Data Management and Enrichment
The department focuses on the research and development of methods, tools, and systems in the field of data management and enrichment. The focus here is on:
- Information extraction from documents,
- Development of methods for the automated exchange of heterogeneous data between different stakeholders (interoperability),
- Utilisation of data outside their original context of collection with the help of semantic descriptions,
- Methods for the manual and (semi-)automatic further development of semantic models (knowledge graph evolution), and
- Development of methods and systems for efficient data management, visualisation and exploration of raster, time series and point cloud data in different execution environments and using modern hardware.
The areas of application extend across all areas of DLR with a focus on the circular economy and resilient supply chains, for which data exchange between different stakeholders plays an important role. This is being pursued, for example, in the projects MaTiC-M, COOPERANTS, and Aerospace-X.
The project "Methods and Technologies for an intelligent Circularity of Materials" (MaTiC-M) focuses on the development of sustainable product designs and disassembly technologies; we contribute through modelling and tool development to support a recycling-friendly product design.
"Collaborative Processes and Services for Aeronautics and Space" (COOPERANTS) is located in the area of data exchange in the aeronautics and space sector and focuses in particular on collaborative design processes and data exchange along supply chains. For the latter aspect, we provide support in the area of semantic interoperability.
The Aerospace-X project has a similar aim, although here the focus is on production and quality assurance. Here too, our work focuses on semantic interoperability.
The department consists of three working groups:
Data access and processing
Modern data management systems have to master a variety of challenges nowadays. Data is much more heterogeneous (e.g. raster, time series and point cloud data) and is generated in a wide variety of quantities and speeds, data access patterns are becoming increasingly interactive and diverse (e.g. due to the increase in the use of mobile devices, interactive data exploration or access to data from virtual research environments), and data management systems must be able to run in a wide variety of execution environments (e.g. edge, cloud, embedded). Today's data management systems are not designed in their entirety for these diverse requirements.
Based on these requirements, the research group aims to develop methods and technologies that make it possible to store data of various types in a data management system and at the same time efficiently provide heterogeneous data access methods. The aspects of performance, scalability (in terms of data volume and available hardware resources) and resource efficiency play an essential role here. In particular, research should also take into account trends such as the diversification of computing and storage hardware (e.g. NVMe SSDs, persistent storage, computational storage) and different usage scenarios in the overall architecture of the systems. In summary, the working group pursues the following research topics:
- Database & Information System Architecture
- Efficient Data Management
- Data Storage Technologies
- Big Data Processing & Visualization
Metadata management
Data is increasingly becoming the driving force in many areas of science and industry. The growing number of stakeholders is making the data landscape ever more diverse, extensive and more interesting. However, this increasing heterogeneity also leads to new challenges:
Descriptions can no longer be targeted at just one project or application, but rather have to cater to a general audience; Suitable data sets must be identified accurately from an ever faster growing number of sources; the meaning(s) of certain terms and concepts often differ between participants and need to be translated accordingly.

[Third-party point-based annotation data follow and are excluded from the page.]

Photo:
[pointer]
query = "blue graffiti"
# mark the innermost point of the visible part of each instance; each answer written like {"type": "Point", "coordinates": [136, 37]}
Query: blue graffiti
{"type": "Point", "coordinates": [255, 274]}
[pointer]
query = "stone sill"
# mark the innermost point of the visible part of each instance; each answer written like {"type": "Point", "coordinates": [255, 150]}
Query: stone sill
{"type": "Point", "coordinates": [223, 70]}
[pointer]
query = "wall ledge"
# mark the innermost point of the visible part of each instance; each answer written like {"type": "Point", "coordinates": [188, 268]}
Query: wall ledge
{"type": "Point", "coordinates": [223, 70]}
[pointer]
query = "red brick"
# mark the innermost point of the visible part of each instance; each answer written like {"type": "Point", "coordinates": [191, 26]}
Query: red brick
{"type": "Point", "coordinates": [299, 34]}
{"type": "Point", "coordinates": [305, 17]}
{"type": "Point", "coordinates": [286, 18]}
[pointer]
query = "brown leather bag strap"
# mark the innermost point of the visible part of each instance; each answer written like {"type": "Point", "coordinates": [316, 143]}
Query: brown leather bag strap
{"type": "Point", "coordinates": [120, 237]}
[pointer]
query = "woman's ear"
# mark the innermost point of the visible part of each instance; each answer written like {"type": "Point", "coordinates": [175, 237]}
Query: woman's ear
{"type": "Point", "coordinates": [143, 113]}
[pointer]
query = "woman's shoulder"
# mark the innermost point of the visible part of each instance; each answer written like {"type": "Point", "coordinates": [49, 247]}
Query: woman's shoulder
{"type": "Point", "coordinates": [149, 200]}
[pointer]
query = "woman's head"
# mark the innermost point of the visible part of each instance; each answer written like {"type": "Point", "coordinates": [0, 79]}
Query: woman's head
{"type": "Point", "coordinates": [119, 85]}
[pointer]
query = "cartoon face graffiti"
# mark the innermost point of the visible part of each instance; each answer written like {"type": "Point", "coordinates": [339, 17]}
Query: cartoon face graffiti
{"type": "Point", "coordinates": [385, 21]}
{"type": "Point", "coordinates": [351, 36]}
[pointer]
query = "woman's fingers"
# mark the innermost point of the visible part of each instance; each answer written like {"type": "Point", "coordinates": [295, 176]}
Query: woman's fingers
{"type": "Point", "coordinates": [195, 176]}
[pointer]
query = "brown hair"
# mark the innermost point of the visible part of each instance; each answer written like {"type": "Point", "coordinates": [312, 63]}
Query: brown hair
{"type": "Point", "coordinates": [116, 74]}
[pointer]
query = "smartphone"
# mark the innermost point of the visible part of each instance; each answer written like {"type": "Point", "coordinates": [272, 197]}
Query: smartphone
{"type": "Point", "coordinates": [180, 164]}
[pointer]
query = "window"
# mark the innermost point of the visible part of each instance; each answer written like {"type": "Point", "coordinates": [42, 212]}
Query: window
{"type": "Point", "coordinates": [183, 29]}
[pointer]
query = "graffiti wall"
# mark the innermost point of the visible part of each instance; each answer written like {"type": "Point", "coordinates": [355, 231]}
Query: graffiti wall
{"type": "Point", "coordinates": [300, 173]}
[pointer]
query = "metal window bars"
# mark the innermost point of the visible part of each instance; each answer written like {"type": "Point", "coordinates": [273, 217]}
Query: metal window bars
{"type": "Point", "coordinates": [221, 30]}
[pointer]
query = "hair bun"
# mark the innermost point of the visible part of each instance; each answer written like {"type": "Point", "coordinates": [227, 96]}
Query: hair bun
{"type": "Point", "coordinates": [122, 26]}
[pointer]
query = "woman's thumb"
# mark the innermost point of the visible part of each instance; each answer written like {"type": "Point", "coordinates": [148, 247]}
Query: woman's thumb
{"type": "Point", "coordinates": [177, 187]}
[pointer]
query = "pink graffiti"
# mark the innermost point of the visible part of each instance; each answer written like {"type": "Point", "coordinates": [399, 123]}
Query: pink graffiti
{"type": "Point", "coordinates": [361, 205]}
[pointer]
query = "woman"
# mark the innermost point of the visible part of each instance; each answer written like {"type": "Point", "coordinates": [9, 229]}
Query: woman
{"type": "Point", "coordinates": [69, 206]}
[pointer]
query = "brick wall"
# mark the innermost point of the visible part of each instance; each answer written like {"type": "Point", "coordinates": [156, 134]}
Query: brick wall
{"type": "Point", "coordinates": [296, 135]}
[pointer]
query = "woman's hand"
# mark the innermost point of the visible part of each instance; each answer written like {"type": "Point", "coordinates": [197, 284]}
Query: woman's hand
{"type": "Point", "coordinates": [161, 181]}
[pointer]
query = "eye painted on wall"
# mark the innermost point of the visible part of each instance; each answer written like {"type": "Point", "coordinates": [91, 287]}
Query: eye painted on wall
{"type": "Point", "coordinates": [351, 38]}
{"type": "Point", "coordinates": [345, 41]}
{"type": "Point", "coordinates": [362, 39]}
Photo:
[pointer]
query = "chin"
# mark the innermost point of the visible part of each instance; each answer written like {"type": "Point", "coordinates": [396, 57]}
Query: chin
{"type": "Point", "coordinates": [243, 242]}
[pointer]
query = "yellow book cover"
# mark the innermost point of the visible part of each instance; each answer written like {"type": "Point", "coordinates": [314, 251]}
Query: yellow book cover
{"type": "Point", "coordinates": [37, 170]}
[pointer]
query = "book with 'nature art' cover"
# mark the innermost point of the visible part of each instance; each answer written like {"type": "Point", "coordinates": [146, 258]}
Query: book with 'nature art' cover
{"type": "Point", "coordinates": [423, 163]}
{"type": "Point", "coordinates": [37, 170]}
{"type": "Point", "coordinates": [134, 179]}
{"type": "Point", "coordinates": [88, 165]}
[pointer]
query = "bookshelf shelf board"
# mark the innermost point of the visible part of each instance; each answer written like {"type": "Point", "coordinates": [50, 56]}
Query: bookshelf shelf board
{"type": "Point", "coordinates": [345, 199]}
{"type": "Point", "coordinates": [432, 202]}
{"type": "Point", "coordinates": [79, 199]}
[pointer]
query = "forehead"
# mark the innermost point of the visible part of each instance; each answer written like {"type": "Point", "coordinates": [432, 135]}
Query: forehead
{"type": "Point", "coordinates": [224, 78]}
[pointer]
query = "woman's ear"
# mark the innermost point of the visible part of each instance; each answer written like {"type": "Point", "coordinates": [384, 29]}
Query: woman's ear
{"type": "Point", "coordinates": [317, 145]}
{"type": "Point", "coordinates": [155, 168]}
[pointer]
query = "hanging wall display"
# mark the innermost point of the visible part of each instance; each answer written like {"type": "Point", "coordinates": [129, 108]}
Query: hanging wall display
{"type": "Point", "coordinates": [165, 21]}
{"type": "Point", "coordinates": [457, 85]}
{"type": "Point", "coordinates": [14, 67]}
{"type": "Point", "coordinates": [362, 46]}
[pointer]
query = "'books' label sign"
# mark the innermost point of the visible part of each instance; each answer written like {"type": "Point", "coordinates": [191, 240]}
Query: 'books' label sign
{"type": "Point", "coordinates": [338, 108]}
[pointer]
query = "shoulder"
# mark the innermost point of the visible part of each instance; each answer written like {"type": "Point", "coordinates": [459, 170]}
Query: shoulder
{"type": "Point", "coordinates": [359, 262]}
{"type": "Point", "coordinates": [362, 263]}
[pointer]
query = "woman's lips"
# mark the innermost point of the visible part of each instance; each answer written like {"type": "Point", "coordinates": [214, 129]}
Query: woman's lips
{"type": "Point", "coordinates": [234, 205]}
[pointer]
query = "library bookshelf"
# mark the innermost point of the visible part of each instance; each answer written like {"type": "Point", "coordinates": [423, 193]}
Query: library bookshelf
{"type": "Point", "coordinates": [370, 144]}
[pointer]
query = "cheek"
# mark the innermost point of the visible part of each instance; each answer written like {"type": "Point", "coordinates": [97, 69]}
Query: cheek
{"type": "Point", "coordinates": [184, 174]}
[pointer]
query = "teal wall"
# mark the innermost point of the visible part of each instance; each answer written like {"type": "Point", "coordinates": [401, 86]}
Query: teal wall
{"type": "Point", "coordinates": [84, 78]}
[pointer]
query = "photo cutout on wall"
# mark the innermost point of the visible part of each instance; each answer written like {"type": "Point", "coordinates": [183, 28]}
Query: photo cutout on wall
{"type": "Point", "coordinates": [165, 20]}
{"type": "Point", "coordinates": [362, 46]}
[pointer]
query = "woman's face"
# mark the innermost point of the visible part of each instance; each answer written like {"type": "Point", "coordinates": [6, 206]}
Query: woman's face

The Semantic Web promises solutions to these and other challenges. In practice, however, approaches have not yet been able to establish themselves and the full potential of data-driven science and business has yet to be realized.
The aim of the group is to make data available beyond its initial context and beyond the boundaries of projects, institutions, or specialist areas. Among others, the following areas are considered:
- Metadata descriptions
- Semantic Web & knowledge graphs
- Data management in science and industry
- Semantically enhanced tools and services
Information extraction and interoperability
Information and data exchange is essential for communication in a wide variety of areas; for example, between companies with regard to production data or between research institutions with regard to measured and acquired data.
This exchange is made more difficult by the fact that information and data are available in incompatible and sometimes not even machine-actionable formats. For example, these are often stored in documents that are unstructured or semi-structured from a computer perspective.
In order to simplify the exchange of information and to make unstructured data accessible for further automated processing, the working group is therefore pursuing two main areas of research:
Information extraction
From semi-structured data, e.g. tables
Focus on technical documents such as data sheets or measurement reports
Interoperability, especially at semantic level
(Semi-)automatic extension of knowledge graphs
Focus on supply chains, recycling routes, product life cycle